In Ghana malaria continues to be the leading cause of outpatient attendance, even though significant gains have been achieved as a result of recent scale up of preventive and curative interventions. In 2014, it accounted for 30% OPD attendance, 27.9% inpatients and 7.2% of all cause deaths. (GHS/DHIMS 2014)
Across the Sahel sub-region, most childhood mortality and morbidity from malaria occurs during
the rainy season, which is generally short. Giving effective antimalarial medicines at full treatment
doses at appropriate intervals during this period has been shown to prevent illness and death from
malaria in children.
In Ghana, the northern part is similar to the conditions prevailing in the sahel region with malaria transmission being relatively seasonal. The malaria burden also appears to be higher in that part of the country than the other areas as detected in surveys on malaria parasite prevalence.
A Multiple Indicator Cluster Survey, MICS, conducted in 2011 showed a wide variation between parasite prevalence in the south (4% in GAR) and the north (51% in UWR).
This observation influenced the decision to implement Seasonal Malaria Chemoprevention as an additional intervention in the Upper West region and subsequently scale up to the entire northern part.
SMC is defined as “the intermittent administration of full treatment courses of an antimalarial medicine during the malaria season to prevent malarial illness with the objective of maintaining therapeutic antimalarial drug concentrations in the blood throughout the period of greatest malarial risk.”

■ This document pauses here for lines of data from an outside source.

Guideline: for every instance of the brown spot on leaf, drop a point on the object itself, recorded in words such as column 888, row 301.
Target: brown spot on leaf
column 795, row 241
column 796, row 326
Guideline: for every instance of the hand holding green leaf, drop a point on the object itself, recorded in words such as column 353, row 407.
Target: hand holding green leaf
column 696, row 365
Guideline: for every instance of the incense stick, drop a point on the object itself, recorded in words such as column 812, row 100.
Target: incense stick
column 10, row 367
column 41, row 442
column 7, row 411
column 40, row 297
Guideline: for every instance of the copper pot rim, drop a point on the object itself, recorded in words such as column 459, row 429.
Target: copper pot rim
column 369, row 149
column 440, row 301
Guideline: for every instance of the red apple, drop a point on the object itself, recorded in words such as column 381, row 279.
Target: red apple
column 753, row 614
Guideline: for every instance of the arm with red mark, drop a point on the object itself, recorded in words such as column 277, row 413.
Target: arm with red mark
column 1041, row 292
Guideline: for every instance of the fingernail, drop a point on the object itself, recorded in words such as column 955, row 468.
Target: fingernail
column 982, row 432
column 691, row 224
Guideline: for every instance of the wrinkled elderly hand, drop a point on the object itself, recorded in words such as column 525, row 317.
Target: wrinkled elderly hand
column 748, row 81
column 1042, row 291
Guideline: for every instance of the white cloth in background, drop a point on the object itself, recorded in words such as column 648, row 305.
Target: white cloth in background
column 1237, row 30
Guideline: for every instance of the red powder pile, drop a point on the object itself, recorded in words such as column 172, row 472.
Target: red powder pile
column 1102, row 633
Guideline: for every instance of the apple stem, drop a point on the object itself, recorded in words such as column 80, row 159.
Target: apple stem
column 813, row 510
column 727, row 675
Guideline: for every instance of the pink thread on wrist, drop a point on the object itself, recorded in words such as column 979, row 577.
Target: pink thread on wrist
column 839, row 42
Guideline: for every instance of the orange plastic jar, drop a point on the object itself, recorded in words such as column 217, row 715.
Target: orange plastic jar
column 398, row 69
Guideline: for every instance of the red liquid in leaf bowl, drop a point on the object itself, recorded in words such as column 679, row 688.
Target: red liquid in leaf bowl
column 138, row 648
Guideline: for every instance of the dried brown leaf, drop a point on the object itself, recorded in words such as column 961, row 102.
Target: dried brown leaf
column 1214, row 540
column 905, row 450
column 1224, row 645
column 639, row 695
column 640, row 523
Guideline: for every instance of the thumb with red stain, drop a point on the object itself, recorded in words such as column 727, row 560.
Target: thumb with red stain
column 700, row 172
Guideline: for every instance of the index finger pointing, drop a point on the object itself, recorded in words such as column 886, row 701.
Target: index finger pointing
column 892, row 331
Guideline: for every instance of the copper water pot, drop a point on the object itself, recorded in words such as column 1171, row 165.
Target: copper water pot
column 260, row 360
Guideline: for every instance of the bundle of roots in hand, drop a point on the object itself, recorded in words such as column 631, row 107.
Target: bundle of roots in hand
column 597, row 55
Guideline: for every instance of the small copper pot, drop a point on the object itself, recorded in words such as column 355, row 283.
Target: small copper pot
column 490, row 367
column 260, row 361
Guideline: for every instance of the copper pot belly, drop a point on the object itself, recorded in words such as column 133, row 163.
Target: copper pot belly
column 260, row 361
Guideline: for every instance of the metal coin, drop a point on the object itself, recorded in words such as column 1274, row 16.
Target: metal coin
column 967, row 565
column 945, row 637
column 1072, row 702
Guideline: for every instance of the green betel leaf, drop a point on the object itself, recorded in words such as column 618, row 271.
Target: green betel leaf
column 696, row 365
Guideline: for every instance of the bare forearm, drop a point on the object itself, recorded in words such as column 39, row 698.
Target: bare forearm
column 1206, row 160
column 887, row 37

The drug of choice for SMC is sulphadoxine-pyrimethamine plus amodiaquine (SP+AQ) which are administered concurrently. The SP is administered on day 1 with 1 tablet of the amodiaquine, followed on the 2 successive days with a daily dose of amodiaquine.
In Ghana the implementation was initially planned to take off in June 214 but due to some logistical challenges, it could not come on but postponed. If plans go on as scheduled, the first dose under SMC will be administered in July for the 2015 cycle of SMC.